Pada 2018, Perdana Menteri Australia saat itu Scott Morrison mengikuti jejak Presiden AS Donald Trump dalam mengakui Jerusalem barat secara sepihak sebagai ibu kota Israel. Langkah tersebut menyebabkan reaksi domestik di Australia dan gesekan dengan negara tetangga, Indonesia, yang berpenduduk mayoritas Muslim terbesar di dunia. Hal itu untuk sementara menggagalkan kesepakatan perdagangan bebas bilateral.
"Saya tahu ini telah menyebabkan konflik dan kesusahan di sebagian masyarakat Australia, dan hari ini pemerintah berusaha untuk menyelesaikannya," kata Wong. Jerusalem diklaim oleh Israel dan Palestina, tetapi sebagian besar pemerintah menghindari menempatkan kedutaan di sana untuk menghindari prasangka hasil dari perjanjian perdamaian akhir.
"Kami tidak akan mendukung pendekatan yang merusak," solusi dua negara, kata Wong, seraya menambahkan, "Kedubes Australia selalu, dan tetap, di Tel Aviv."

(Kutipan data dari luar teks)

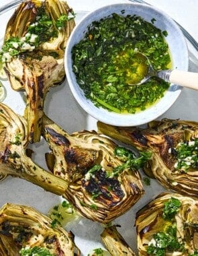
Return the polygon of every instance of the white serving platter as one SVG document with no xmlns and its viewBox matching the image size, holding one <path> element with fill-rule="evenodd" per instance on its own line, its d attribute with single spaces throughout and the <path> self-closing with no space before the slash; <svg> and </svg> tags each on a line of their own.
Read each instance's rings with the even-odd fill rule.
<svg viewBox="0 0 198 256">
<path fill-rule="evenodd" d="M 13 12 L 15 6 L 0 13 L 1 30 L 0 44 L 2 44 L 6 24 Z M 85 11 L 77 13 L 76 22 L 86 14 Z M 195 51 L 188 41 L 189 49 L 189 71 L 197 71 L 197 51 Z M 9 106 L 16 113 L 23 115 L 25 107 L 23 94 L 14 92 L 7 81 L 1 81 L 7 90 L 7 97 L 3 103 Z M 180 119 L 198 121 L 197 109 L 198 106 L 198 91 L 183 89 L 182 92 L 174 105 L 160 119 Z M 57 123 L 68 133 L 82 129 L 96 129 L 97 121 L 88 115 L 78 105 L 73 98 L 66 81 L 61 86 L 51 88 L 45 102 L 45 113 L 54 122 Z M 44 154 L 48 151 L 44 140 L 35 144 L 34 160 L 46 169 Z M 141 173 L 142 177 L 144 176 Z M 151 181 L 150 186 L 144 185 L 145 195 L 126 214 L 116 219 L 113 224 L 121 226 L 118 231 L 132 249 L 137 251 L 136 235 L 134 226 L 136 212 L 146 203 L 155 197 L 161 191 L 162 187 L 155 180 Z M 44 191 L 40 187 L 20 179 L 7 177 L 0 183 L 0 207 L 5 203 L 14 203 L 30 205 L 46 214 L 48 210 L 62 201 L 61 197 Z M 94 249 L 103 247 L 100 234 L 103 226 L 85 218 L 68 224 L 67 230 L 71 230 L 75 235 L 75 243 L 81 250 L 82 255 L 87 255 Z"/>
</svg>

Perdana Menteri Israel Yair Lapid mengkritik langkah Selasa itu. Hal tersebut dilakukan saat ia bersiap menghadapi pemilihan 1 November. "Kami hanya bisa berharap pemerintah Australia mengelola hal-hal lain dengan lebih serius dan profesional," katanya.
Israel mencaplok Jerusalem timur setelah Perang Enam Hari 1967 dan telah menyatakan seluruh kota sebagai ibu kota abadi dan tak terpisahkan. Palestina mengeklaim bagian timur sebagai ibu kota negara masa depan.
Baca juga: Gereja-Gereja Khawatir Kedubes Inggris Pindah dari Israel ke Jerusalem
Menteri Urusan Sipil Otoritas Palestina, Hussein al-Sheikh, menyambut baik langkah Canberra sebagai penegasan bahwa status Jerusalem tergantung pada status akhir pembicaraan.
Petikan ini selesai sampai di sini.